FTV Capital provided $35 million in growth equity funding to Derivative Path, a capital markets financial technology and services company.

The investment is Derivative Path’s first outside institutional round and will be used to expand its product offerings and help accelerate the company’s growth with financial institutions, end users and buy-side clients using it’s interest rate derivatives and foreign exchange platform.

Derivative Path was launched in May 2013 by a founding team of capital markets sales, trading, technology, and market risk professionals that also provided the company’s initial funding. Beginning as a trading platform for regional banks, the company has added new capabilities to its platforms, including automated hedge accounting and comprehensive interest rate derivative product coverage, and expanded into new asset classes like FX. Derivative Path’s cloud-based trading technology, DerivativeEDGE, is a derivative trading platform that facilitates interest rate and FX hedge activity management.

“Seven years ago, we were very fortunate to be able to put together a team of founding principals who were experts in their respective disciplines, had a clear vision of where our industry was going and recognized the important role technology would play to help market participants manage their trading businesses,” Pradeep Bhatia, co-founder and co-CEO at Derivative Path, said. “Since then, we have continued to grow our team with professionals with deep expertise equipped to tackle and solve the problems our industry faces. Despite all we have accomplished in the last several years, this is just the beginning. This transaction with FTV Capital is validation that Derivative Path and its technology are poised to continue to grow market share and drive innovation in the industry. We look forward to partnering with FTV Capital to further support our clients and lead the market through product innovation.”

FTV partners with management teams, often as the first institutional investor, to help companies scale and drive growth.

“Financial institutions and corporates continue to increase their adoption of interest rate and FX derivatives to more effectively manage balance sheet and operational risks,” Robert Anderson, partner at FTV Capital, said. “Through a unique combination of expertise, technology and service, the seasoned team at Derivative Path continues to democratize the usage of derivatives for operational use cases, such as back-to-back lending, balance sheet hedging, supply-chain FX exposure and more. The company’s purpose-built technology platform combined with top-tier service has led to happy, successful customers and an impressive growth trajectory. We are proud to announce this partnership and look forward to supporting DPI’s next chapter of innovation.”

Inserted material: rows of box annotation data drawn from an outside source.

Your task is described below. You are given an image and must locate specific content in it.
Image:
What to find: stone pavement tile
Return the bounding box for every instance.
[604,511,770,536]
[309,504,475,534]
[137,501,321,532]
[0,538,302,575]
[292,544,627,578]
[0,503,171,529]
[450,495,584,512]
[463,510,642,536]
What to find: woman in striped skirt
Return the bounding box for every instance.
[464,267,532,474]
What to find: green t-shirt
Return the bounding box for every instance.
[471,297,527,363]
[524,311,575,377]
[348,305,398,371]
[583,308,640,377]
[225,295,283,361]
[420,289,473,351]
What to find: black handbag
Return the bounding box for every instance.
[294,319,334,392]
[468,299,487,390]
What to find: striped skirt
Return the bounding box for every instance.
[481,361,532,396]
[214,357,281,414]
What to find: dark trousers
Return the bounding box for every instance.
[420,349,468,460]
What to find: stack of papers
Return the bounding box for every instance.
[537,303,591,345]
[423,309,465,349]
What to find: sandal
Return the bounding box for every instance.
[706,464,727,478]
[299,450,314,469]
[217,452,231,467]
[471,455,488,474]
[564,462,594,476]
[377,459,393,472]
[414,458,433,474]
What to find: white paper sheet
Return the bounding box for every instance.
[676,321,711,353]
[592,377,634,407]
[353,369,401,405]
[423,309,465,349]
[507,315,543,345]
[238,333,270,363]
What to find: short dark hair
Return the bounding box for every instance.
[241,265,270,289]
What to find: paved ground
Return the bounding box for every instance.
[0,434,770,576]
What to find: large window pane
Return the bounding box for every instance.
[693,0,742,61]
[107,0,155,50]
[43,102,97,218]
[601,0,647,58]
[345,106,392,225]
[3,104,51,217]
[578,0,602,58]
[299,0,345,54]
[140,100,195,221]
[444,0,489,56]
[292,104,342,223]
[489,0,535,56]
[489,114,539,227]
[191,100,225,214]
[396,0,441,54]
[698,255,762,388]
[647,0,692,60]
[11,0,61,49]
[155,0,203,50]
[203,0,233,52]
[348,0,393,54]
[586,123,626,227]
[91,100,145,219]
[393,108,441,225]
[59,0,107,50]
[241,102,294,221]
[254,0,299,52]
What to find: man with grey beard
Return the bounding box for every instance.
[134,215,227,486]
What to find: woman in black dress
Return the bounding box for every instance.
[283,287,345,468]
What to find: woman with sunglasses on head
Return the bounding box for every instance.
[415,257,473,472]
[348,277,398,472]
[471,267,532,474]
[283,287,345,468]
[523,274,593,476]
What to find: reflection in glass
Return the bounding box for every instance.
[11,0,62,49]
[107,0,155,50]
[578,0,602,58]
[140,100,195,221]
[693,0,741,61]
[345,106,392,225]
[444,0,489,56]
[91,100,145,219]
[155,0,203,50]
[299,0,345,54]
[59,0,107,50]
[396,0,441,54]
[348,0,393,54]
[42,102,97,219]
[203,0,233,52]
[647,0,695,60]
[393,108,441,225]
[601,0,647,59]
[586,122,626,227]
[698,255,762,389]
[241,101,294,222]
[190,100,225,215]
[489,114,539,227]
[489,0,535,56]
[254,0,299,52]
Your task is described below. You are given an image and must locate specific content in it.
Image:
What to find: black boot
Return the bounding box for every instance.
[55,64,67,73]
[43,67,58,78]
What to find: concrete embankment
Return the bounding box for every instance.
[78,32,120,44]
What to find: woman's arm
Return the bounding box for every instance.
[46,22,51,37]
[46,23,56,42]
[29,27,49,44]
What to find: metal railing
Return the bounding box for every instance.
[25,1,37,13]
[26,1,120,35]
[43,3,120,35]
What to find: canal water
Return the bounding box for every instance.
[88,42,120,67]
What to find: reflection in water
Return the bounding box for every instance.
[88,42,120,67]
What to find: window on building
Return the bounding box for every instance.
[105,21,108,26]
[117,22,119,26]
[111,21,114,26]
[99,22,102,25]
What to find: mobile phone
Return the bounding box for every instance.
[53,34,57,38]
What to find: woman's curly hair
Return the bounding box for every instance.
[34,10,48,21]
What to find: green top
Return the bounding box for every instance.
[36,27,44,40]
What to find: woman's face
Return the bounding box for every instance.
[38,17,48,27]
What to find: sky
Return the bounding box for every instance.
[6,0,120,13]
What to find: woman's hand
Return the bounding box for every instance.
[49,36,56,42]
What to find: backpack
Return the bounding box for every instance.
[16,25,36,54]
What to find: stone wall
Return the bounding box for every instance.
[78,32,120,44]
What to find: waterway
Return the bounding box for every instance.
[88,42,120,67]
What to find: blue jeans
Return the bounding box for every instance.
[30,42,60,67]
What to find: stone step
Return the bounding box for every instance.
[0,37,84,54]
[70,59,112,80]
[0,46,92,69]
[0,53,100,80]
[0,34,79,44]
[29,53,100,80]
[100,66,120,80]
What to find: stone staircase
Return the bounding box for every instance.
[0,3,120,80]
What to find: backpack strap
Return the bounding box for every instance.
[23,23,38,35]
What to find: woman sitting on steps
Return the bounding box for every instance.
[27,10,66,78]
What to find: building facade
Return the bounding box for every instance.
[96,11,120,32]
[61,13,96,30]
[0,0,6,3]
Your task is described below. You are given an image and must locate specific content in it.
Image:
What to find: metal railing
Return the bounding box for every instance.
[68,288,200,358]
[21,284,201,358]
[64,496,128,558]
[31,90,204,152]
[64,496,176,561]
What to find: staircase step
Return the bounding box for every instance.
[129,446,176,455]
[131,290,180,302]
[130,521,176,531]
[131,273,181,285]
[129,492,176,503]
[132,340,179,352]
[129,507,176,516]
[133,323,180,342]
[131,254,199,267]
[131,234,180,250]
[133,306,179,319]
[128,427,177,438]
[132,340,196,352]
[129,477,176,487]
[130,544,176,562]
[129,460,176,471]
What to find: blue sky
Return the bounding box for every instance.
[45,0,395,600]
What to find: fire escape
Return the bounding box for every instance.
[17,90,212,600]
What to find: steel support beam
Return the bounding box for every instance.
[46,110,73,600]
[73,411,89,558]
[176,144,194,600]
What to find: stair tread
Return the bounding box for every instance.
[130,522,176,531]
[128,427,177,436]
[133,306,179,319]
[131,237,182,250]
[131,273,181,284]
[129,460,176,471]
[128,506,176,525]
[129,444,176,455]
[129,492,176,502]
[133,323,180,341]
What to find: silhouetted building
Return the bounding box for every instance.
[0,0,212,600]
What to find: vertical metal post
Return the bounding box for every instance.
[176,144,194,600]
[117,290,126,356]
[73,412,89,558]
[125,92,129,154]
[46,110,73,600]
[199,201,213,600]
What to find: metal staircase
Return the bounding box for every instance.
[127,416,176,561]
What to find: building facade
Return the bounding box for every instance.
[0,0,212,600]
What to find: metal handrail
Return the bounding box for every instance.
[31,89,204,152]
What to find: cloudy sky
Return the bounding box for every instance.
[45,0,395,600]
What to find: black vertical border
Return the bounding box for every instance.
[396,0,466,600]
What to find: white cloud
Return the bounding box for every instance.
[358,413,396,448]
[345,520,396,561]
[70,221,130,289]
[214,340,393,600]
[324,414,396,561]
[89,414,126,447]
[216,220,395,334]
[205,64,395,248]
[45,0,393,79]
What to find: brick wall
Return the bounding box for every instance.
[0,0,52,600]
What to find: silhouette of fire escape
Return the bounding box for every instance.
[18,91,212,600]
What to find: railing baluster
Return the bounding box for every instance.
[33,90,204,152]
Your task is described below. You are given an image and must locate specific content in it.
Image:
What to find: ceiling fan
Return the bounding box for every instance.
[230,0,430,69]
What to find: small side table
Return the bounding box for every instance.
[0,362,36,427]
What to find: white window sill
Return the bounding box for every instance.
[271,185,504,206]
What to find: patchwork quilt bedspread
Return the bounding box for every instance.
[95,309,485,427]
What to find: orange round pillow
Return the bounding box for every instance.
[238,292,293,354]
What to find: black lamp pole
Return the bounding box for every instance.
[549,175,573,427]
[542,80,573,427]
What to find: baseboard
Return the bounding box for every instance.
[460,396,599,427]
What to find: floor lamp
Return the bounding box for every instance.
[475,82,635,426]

Alongside the investment, FTV Capital’s Anderson and Brent Fierro will join Derivative Path’s board of directors.

Derivative Path is a San Francisco Bay Area-based fintech company with additional offices in New York City and Chicago.

FTV Capital is a growth equity investment firm that has raised nearly $4 billion to invest in companies offering a range of solutions in enterprise technology and services, financial services, and payments and transaction processing.